■ Eishockey: Neuer Größenwahn
Rapperswil (dpa/taz) – In der deutschen Eishockey-Nationalmannschaft macht sich vor der Weltmeisterschaft im eigenen Land neuer Größenwahn breit. Das Team von Bundestrainer Ludek Bukac gewann in Rapperswil auch das letzte Spiel des Vier-Länder-Turniers gegen den Gastgeber und Cupverteidiger Schweiz mit 3:1 (1:0, 0:1, 2:0) und strich damit die Siegprämie von 50.000 Schweizer Franken ein. Zuvor hatte die deutsche Mannschaft Vizeweltmeister Finnland (5:4) und das Team Kanada (4:1) bezwungen. Im Spiel gegen den WM-Vierten des Vorjahres, dem man seinerzeit im Viertelfinale 1:3 unterlag, erzielten Hantschke (8.), Meyr (55.) und Brandl (60.) die Tore zum hart erkämpften Sieg, den Torhüter Merk letztlich mit seinen Glanzparaden sicherte. Platz zwei belegten die Kanadier, die Finnland zum Abschluß mit 9:4 bezwangen, vor der Schweiz.
„Ein Turnier von dieser Leistungsstärke haben die Deutschen, glaube ich, noch nie gewonnen. Nach dem zweiten Platz beim Deutschland-Cup ist das ein neuer wertvoller Erfolg. Er ist Balsam für unsere etwas strapazierten Nerven“, erklärte Bukac zufrieden. Kurz vor Weihnachten hatte seine Auswahl beim Iswestija-Cup nach deklassierenden Niederlagen den letzten Platz belegt, weil Bukac die Top-Spieler schonte und mit einer völlig überforderten Junioren- Auswahl nach Rußland reiste. Daß die Platzierung in der Schweiz auch ohne die fehlenden neun Düsseldorfer Stammspieler und ohne das Münchner Sturm-Duo Truntschka/Hegen geschafft wurde, machte ihn besonders glücklich. Einziges Manko sei lediglich das Überzahlspiel gewesen. Auf die fünf Debütanten sei ebenso Verlaß gewesen wie auf den „erfahreneren Rest“, auch wenn anzumerken bleibt, daß alle Gegner bei weitem nicht ihre besten Spieler aufgeboten hatten.
„Auf diese Mannschaft können wir sehr stolz sein“, ließ sich auch DEB-Präsident Ulf Jäkel blenden und blickte mit Zuversicht der WM entgegen: „Denn bis auf Rußland haben wir in den letzten Monaten alle guten Eishockey-Nationen schlagen können.“ Aber vor allem die Kanadier hatten nur ein Reserve-Team zum Vier-Länder- Turnier geschickt. Den Spielern selbst war die Bedeutung des Turniersiegs anscheinend klarer, denn anstatt mit dem üblichen Champagner zu feiern, kippten sie nach dem Erfolg nur zwei Fläschchen Bier.

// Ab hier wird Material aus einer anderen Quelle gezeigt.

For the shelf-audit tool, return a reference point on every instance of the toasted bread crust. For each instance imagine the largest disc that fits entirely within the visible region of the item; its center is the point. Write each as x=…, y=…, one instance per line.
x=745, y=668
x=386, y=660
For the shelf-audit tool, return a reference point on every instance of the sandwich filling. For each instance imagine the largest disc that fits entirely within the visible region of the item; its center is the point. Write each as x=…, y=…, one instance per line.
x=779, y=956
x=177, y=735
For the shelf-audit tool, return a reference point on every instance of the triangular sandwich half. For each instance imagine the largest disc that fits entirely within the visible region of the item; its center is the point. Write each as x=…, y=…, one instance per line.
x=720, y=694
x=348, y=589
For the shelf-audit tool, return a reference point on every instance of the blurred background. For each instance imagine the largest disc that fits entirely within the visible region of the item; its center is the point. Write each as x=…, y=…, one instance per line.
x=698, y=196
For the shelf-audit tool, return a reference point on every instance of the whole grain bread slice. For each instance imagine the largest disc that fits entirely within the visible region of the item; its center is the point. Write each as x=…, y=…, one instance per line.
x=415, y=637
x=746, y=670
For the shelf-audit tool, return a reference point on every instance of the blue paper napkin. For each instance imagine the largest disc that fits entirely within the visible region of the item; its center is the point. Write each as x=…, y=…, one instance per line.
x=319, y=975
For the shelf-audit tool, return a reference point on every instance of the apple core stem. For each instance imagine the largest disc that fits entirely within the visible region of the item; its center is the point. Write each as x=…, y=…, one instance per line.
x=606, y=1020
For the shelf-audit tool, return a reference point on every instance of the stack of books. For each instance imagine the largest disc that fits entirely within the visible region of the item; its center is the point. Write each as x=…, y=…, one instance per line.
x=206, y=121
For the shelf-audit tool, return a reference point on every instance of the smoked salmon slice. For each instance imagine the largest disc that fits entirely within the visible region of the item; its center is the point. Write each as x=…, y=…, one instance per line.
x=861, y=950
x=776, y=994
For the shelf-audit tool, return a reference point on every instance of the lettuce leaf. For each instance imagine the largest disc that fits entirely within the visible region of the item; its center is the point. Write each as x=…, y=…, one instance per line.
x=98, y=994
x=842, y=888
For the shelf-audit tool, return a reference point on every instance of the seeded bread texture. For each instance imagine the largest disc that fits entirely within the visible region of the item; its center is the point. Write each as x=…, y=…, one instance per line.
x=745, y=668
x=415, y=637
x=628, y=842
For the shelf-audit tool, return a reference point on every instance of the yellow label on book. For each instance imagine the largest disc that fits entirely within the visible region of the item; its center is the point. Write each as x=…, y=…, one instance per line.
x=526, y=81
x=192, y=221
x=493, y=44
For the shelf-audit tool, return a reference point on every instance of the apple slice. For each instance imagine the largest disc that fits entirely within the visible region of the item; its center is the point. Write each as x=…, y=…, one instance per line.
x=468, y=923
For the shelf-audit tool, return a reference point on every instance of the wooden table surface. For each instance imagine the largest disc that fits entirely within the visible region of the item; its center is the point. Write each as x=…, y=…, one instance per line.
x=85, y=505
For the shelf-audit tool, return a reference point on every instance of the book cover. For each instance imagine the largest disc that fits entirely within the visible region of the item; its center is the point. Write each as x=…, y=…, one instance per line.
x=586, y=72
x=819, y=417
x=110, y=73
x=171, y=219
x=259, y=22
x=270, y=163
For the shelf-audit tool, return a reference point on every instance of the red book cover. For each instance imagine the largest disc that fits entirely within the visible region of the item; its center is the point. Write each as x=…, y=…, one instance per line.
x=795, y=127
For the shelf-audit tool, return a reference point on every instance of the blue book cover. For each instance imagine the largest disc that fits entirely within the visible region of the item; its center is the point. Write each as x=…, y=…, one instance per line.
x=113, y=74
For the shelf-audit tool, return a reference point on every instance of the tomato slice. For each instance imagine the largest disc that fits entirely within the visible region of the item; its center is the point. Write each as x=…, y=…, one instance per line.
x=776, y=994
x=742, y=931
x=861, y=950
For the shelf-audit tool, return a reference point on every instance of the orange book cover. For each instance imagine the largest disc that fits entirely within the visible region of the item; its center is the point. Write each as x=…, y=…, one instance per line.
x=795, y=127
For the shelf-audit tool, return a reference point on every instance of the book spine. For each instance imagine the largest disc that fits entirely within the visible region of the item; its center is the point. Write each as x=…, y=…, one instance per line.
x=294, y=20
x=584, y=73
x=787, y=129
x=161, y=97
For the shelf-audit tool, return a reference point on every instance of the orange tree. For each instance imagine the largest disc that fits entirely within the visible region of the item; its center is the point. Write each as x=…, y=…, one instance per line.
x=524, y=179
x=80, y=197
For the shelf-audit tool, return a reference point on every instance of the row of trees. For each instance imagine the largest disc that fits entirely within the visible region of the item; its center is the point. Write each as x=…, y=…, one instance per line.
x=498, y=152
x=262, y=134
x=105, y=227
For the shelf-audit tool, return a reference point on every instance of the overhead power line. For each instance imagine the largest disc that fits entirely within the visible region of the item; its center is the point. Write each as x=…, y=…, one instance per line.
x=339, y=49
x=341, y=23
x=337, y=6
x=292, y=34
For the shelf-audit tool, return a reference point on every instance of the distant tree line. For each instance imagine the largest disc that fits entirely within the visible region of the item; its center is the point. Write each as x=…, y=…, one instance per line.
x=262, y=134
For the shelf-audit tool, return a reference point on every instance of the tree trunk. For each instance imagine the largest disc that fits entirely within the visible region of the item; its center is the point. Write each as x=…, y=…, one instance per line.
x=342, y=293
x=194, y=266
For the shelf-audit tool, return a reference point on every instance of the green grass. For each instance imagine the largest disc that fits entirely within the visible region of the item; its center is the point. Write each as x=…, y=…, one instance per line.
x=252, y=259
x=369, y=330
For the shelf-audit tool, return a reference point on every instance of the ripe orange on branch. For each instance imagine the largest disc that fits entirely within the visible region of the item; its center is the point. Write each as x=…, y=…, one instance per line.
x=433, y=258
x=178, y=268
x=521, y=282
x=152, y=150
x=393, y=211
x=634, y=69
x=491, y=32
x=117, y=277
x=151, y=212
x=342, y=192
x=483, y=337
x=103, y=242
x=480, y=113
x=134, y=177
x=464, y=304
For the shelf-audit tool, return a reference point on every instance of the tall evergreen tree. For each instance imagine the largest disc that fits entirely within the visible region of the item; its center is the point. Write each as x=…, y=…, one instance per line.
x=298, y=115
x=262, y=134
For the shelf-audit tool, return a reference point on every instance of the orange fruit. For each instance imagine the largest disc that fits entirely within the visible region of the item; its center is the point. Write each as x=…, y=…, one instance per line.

Bukac verteidigte sich nach den drei Begegnungen: „Unser Vorbereitungsplan auf die WM ist nicht chaotisch. Wir haben uns auf eine Linie festgelegt, und die ziehen wir bis zum Ende durch.“ Er hoffe nun, daß bei den am Dienstag wieder beginnenden Bundesligaspielen die WM-Kandidaten von Verletzungen verschont bleiben.
Die Experimentierphase zur Vorbereitung auf die WM ist mit dem Vier-Länder-Turnier nicht beendet. Die nächsten zwei Länderspiele am 25. und 26.März gegen die Schweiz werde man ohne die im Meisterschafts-Endspiel stehenden Akteure bestreiten. „Am 1.April“, erläutert Co-Trainer Franz Reindl die weitere Vorgehensweise, „berufen wir dann 32 Spieler in den WM-Kader.“ Diese müssen sich am 8.April erneut gegen die Eidgenossen sowie in zwei Test-Duellen gegen Rußland am 10. und 11.April bewähren. Anschließend erfolgt die Reduzierung des WM-Kaders auf 26 Akteure, von denen nach den beiden Abschlußvergleichen gegen die USA am 14. und 15.April noch drei ausscheiden.